Writing about the space shuttle disaster, Gregg Easterbrook in Time magazine gives expression to the liberal mindset that sees America not as a country but as the incarnation of liberal ideology and progress:

A spacecraft is a metaphor of national inspiration: majestic, technologically advanced, produced at dear cost and entrusted with precious cargo, rising above the constraints of the earth. The spacecraft carries our secret hope that there is something better out there—a world where we may someday go and leave the sorrows of the past behind. The spacecraft rises toward the heavens exactly as, in our finest moments as a nation, our hearts have risen toward justice and principle.

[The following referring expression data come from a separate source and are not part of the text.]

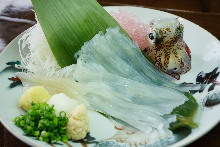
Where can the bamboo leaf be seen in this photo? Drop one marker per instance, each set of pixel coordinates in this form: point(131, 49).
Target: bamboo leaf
point(67, 24)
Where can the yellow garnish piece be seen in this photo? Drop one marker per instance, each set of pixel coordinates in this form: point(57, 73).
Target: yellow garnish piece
point(37, 94)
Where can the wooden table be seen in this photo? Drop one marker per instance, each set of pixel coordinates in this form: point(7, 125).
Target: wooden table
point(15, 18)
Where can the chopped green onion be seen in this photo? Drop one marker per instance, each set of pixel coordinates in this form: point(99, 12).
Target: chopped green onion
point(42, 123)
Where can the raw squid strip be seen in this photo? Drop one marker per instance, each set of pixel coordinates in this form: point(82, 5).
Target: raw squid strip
point(114, 77)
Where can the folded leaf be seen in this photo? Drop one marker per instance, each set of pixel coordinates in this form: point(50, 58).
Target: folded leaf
point(67, 24)
point(185, 114)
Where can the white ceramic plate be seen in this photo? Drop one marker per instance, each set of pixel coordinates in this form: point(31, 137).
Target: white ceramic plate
point(199, 41)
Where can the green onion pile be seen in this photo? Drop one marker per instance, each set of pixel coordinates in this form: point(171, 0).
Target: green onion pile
point(42, 123)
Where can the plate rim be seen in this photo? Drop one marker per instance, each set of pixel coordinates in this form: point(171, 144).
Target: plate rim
point(179, 143)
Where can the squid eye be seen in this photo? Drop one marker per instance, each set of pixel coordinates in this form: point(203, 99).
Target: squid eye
point(151, 36)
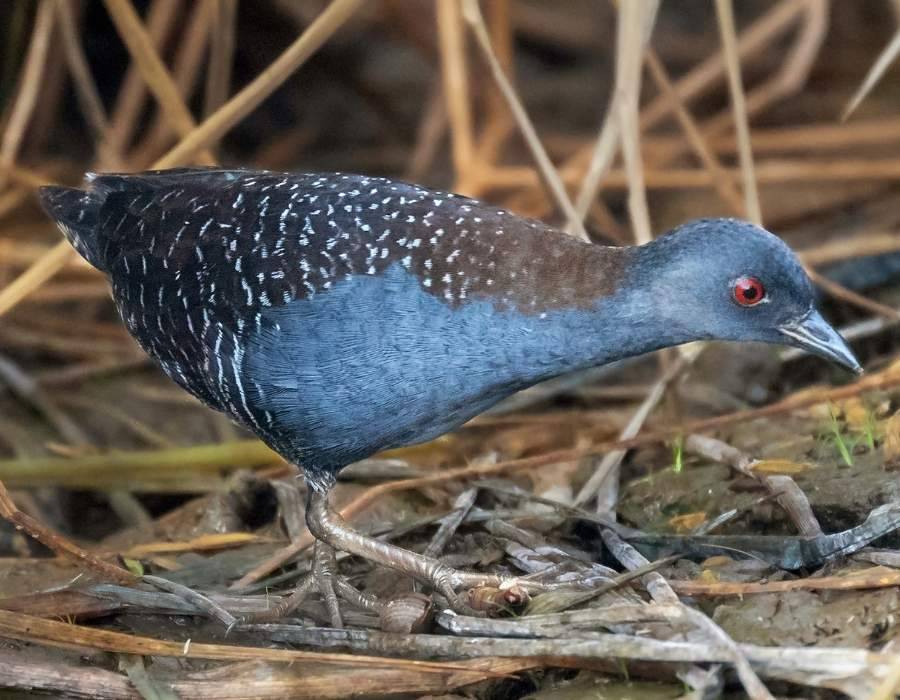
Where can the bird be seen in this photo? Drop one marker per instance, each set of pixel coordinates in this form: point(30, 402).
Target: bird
point(336, 315)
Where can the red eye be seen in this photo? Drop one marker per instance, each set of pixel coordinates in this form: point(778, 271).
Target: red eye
point(748, 291)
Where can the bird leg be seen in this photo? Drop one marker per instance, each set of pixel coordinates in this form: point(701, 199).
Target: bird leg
point(325, 579)
point(328, 526)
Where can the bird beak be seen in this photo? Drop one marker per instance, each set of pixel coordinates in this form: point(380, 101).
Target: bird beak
point(814, 334)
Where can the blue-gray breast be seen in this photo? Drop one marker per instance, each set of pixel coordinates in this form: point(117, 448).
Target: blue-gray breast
point(338, 315)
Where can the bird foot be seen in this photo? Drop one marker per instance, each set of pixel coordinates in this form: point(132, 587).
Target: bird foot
point(446, 582)
point(324, 579)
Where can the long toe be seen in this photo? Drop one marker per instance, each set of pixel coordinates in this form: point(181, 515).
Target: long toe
point(324, 579)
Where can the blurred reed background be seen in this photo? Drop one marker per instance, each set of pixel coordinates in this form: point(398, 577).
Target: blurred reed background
point(614, 123)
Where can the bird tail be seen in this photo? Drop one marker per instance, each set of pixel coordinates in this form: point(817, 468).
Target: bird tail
point(77, 213)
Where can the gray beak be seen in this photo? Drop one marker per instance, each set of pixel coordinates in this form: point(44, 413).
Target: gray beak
point(813, 334)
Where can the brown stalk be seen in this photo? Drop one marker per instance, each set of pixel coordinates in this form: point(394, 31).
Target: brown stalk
point(472, 15)
point(721, 178)
point(86, 87)
point(456, 88)
point(30, 84)
point(725, 13)
point(878, 69)
point(156, 75)
point(133, 91)
point(635, 21)
point(66, 636)
point(245, 101)
point(221, 55)
point(57, 543)
point(186, 65)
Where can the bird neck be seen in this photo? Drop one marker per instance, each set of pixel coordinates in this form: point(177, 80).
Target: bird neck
point(616, 324)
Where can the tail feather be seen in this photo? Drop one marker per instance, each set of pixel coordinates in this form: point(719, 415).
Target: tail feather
point(76, 212)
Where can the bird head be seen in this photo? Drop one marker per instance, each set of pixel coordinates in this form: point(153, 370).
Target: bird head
point(726, 279)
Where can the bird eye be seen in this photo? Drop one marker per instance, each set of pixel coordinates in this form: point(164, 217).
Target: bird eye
point(749, 291)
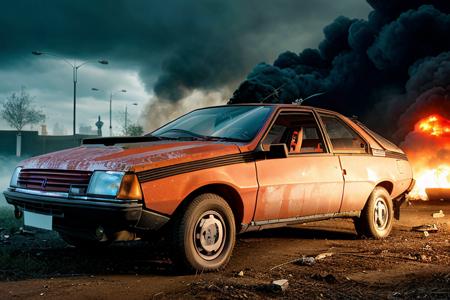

And when, for no clear reason, the vessel crumbles, as it did in 1986 with Challenger and last week with Columbia, we falsely think the promise of America goes with it.

Truly, only a liberal could gaze upon the awe-inspiring sight of a space ship lifting off and be reminded of, apparently, the 1964 Civil Rights Act (“our finest moments as a nation, [when] our hearts have risen toward justice and principle”). And, by the same token, only liberals could think (though Easterbrook says they’re mistaken to do so) that the crash of a space ship means the end of liberalism, and thus the end of any larger meaning of America. But that’s what happens when you define your country as a progressive idea.

Posted by Lawrence Auster at February 03, 2003 03:35 PM | Send
    
Comments

Still, I like the explicit use of blasting off into outer space as a metaphor for the liberal vision of government.